Captain Robert Edwin Phillips VC – Blue Plaque erected 2008
Captain Robert Edwin Phillips VC (1895-1968) lived here at Holyhead House, Hill Top with his parents Elizabeth and Alfred Phillips between 1907 and 1913. He was however born at No. 12 Queen Street, Hill Top on 11 April, 1895. During his military service (1914-1919) he carried out an act of supreme gallantry when on 25 January 1917 near Kut, Mesopotamia, under heavy enemy fire, he went to the aid of a fallen comrade. For this act of bravery he was awarded Britain’s highest honour, The Victoria Cross. Located on Holyhead House, 54b Hill Top. Sponsored by the Royal Warwickshire Regiment
WBA – Remembrance Sunday Plaque erected November 2016
The football club paid tribute to Harold Bache, a former centre-forward and sporting champion, who was killed in WWI at the Battle of Ypres, just a few months after leaving the club as a volunteer for service. He was 26 years old. The plaque was unveiled pitch-side then permanently mounted at the East Stand opposite the Tony Brown statue.
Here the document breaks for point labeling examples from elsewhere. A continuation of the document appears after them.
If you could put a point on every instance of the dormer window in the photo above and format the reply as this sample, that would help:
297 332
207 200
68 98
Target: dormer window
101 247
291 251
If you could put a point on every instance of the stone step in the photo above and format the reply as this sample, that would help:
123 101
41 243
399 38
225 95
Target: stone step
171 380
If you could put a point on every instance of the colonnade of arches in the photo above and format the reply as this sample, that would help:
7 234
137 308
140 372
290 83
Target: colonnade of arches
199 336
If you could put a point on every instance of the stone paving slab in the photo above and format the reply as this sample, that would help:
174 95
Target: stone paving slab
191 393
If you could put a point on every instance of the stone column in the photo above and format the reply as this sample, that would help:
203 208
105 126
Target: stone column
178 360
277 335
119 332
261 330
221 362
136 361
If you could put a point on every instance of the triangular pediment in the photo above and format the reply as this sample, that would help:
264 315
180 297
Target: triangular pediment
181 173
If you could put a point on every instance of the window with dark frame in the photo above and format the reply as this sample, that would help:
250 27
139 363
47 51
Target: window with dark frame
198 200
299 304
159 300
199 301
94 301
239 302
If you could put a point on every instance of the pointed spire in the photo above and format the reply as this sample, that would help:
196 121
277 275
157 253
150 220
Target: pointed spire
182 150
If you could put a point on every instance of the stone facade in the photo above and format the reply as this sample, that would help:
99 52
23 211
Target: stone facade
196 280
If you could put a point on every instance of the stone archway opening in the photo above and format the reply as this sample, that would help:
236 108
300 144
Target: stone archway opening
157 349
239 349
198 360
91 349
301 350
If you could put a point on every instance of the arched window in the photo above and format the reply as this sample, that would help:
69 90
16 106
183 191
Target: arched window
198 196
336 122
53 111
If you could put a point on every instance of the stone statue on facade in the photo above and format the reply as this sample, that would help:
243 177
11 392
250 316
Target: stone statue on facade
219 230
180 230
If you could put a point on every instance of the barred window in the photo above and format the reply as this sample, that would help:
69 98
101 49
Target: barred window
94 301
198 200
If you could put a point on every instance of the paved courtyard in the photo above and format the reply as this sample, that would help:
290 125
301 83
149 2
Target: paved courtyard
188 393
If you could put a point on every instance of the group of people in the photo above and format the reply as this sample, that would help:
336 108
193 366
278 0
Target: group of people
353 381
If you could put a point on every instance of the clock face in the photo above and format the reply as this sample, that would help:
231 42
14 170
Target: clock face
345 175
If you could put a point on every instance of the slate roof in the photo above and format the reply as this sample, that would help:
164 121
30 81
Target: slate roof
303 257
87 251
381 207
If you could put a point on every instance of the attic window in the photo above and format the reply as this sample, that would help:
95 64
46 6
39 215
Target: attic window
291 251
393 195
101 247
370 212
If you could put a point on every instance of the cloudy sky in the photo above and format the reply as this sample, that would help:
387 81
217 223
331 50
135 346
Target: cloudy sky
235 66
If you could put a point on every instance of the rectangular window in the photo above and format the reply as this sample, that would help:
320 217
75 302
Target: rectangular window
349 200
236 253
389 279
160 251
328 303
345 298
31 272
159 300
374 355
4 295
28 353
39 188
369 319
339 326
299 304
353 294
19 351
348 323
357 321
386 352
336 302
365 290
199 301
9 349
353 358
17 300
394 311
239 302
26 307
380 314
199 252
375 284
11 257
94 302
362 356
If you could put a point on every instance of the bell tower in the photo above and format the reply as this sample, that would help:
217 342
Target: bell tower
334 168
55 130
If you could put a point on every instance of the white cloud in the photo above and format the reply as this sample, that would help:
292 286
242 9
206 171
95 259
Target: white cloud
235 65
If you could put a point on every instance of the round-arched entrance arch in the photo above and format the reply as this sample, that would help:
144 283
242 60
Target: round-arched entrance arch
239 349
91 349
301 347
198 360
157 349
The Bush Inn – Blue Plaque erected August 2018
Part of a Heritage Lottery Project lead by Carol Hartill and Friends of Dartmouth Park, the plaque is to remember Darby’s, the most successful brewers of West Bromwich who started brewing on this site in the early 1870’s. The original Bush Inn was built c1845 on the corner of Claypit Lane and Wood Lane.
The plaque is located on the current building which is now used as a Community Centre. Unveiled by Local Historian Terry Price BEM. Sponsored by Friends of Dartmouth Park/HLF.